A couple of years ago, as you may have read in the Financial Times at the time, the Financial Action Task Force (FATF) extended their recommendations to include cryptocurrency exchange and wallet providers and such like, referred to as Virtual Asset Service Providers (VASPs). This meant that all countries must supervise and monitor these, and that they should apply anti-money laundering and anti-terrorist financing controls: that is, customer due diligence (CDD), suspicious transaction reporting (STR) and the “travel rule”.
The decision to apply the same travel rule on VASPs as on traditional financial institutions was greeted with some dismay in the cryptocurrency world, because it means that the service providers must collect and exchange customer information during transactions. The technically non-binding guidance on how member jurisdictions should regulate their ‘virtual asset’ marketplace included the contentious detail that whenever a user of one exchange sends cryptocurrency worth more than 1,000 dollars or euros to a user of a different exchange, the originating exchange must send identifying information about both the sender and the intended recipient to the beneficiary exchange. The information must also be recorded and made available to “appropriate authorities on request”.
This identifying information, according to the FATF Interpretive Note to Recommendation 16, should include name and account number of the originator and benefactor, the originator’s (physical) address, national identity number (or something similar) or date and place of birth. In essence, this means that personal information will be smeared all over the interweb tubes. My good friend Simon Lelieveldt, who is very well-informed and level-headed about such things, said at the time that this is a “disproportional silly measure by regulators who don’t understand blockchain technology”, which may be a little harsh even if not too far from the truth.
Anyway, some folks from the land of crypto have put together a standard for implementing the travel rule in the hope of spurring interoperability and reducing the costs for all involved. The standard, known as IVMS101, defines a uniform model for data that must be exchanged by virtual asset service providers (VASPs) alongside cryptocurrency transactions. The standard (you can download it here) will identify the senders and receivers of crypto payments, with such information “traveling” alongside the cryptocurrency transactions but along a separate path (that is, the IVMS101 messages do not themselves need the blockchain or any other crypto infrastructure).
(If you are wondering why it’s called IVMS101, it’s because the SWIFT MT101 message is the global standard request for the electronic transfer of funds from one account to another. For those of us in the payments world, MT101 is mother’s milk: mandatory Tag 20 Sender Reference, optional Tag 21 Customer Specified Reference and so on and so on. The MT101 message is used throughout the business world to send bulk payment instructions (ie, a header and multiple payment instructions in a single message). There is also the MT103 message that instructs a single transfer but this is mainly used to move funds between banks and other financial institutions such as money transfer companies.)
IVMS101 is pretty thorough and it sets out in detail what messages should be passed from (eg) one Bitcoin exchange to another, along the lines of:
if the originator is a NaturalPerson then either (
with an addressType value of GEOG or HOME or BIZZ
and/or dateAndPlaceOfBirth )
This sort of thing is needed because there’s no global standard digital identity that could be attached to messages so market participants have to make do with national solutions or proxies.

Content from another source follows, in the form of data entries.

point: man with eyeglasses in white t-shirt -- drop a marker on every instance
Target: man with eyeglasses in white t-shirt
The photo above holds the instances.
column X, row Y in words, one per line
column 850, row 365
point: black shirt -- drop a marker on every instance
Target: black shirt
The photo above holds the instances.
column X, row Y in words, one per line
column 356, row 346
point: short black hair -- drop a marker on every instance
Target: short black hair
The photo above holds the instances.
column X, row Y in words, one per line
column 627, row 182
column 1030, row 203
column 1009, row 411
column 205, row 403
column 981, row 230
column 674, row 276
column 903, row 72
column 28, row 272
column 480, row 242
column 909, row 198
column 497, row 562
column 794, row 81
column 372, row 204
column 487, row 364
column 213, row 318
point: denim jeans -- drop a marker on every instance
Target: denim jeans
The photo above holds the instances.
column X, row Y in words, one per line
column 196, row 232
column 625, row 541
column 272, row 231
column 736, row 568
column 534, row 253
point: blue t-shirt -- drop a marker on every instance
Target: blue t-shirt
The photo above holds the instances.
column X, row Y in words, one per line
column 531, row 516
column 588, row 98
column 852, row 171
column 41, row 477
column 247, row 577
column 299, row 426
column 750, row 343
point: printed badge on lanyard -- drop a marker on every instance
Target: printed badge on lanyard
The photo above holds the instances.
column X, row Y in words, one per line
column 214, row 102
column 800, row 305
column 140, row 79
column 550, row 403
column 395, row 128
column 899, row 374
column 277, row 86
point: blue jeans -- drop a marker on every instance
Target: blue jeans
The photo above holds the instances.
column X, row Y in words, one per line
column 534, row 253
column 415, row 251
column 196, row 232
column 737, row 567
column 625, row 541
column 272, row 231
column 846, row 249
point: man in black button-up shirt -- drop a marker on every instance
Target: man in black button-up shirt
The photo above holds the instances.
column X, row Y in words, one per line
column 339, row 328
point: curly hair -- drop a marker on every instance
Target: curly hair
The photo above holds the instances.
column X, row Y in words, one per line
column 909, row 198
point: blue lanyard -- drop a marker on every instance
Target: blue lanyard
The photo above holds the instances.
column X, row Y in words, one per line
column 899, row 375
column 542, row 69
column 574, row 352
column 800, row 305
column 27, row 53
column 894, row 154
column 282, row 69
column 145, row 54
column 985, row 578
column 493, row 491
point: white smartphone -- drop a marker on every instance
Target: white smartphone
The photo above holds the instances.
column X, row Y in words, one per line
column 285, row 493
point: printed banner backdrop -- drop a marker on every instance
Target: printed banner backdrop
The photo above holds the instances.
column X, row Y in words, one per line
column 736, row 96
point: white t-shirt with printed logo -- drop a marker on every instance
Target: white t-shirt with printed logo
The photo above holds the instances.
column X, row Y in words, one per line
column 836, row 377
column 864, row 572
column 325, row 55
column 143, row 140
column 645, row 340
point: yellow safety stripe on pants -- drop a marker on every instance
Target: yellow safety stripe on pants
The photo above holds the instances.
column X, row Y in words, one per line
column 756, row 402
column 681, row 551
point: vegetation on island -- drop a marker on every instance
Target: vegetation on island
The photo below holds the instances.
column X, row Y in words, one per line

Nevertheless, it’s a good standard (as you’d expect when you see who wrote it) but uncharitable persons might well be asking what the point of it is because law enforcement agencies can already get this information by presenting a warrant. What the travel rule does is to, essentially, automate mass surveillance without a warrant or any other oversight and force personal information on to marketplace intermediaries (where, in my opinion, it doesn’t belong – my date and place of birth is no business of either intermediary exchanges or, indeed, the destination exchange). What’s more, since the travel rule is for value transfers between exchanges, it seems rather unlikely that it will catch any criminal flows at all.
I, for example, have a Coinbase hosted Bitcoin wallet and a Bitcoin wallet on a USB stick. If I want to send money to criminals, I will transfer it from my Coinbase wallet to my USB wallet and then from my USB wallet off via mixers to the criminal’s USB wallet and the travel rule is irrelevant. The uncharitable people mentioned earlier will undoubtedly observe that since the actual travel rule doesn’t seem to have stopped money laundering which is a massive global industry, there’s no obvious reason why the virtual travel rule will stop electronic money laundering on a similar grand scale.
Writing in this month’s Chartwell “Compass” magazine, Omar Magana hits the nail on the head with respect to the travel rule, asking if “the enforcement of a regulation that was created over 20 years ago for a fast-evolving industry, may not be the best approach”. Note that he is not arguing against regulation, he is arguing (as I do) for a form of regulation more appropriate for our age (for which I use the umbrella term “Digital Due Diligence”, or DDD) using artificial intelligence and machine learning to track, trace and connect the dots to find the bad actors.
I am genuinely curious to learn more about whether the travel rule will make the slightest difference to the money launderers, so please do let me know in the comments whether such scepticism is misguided or whether the travel rule will make the world a safer place.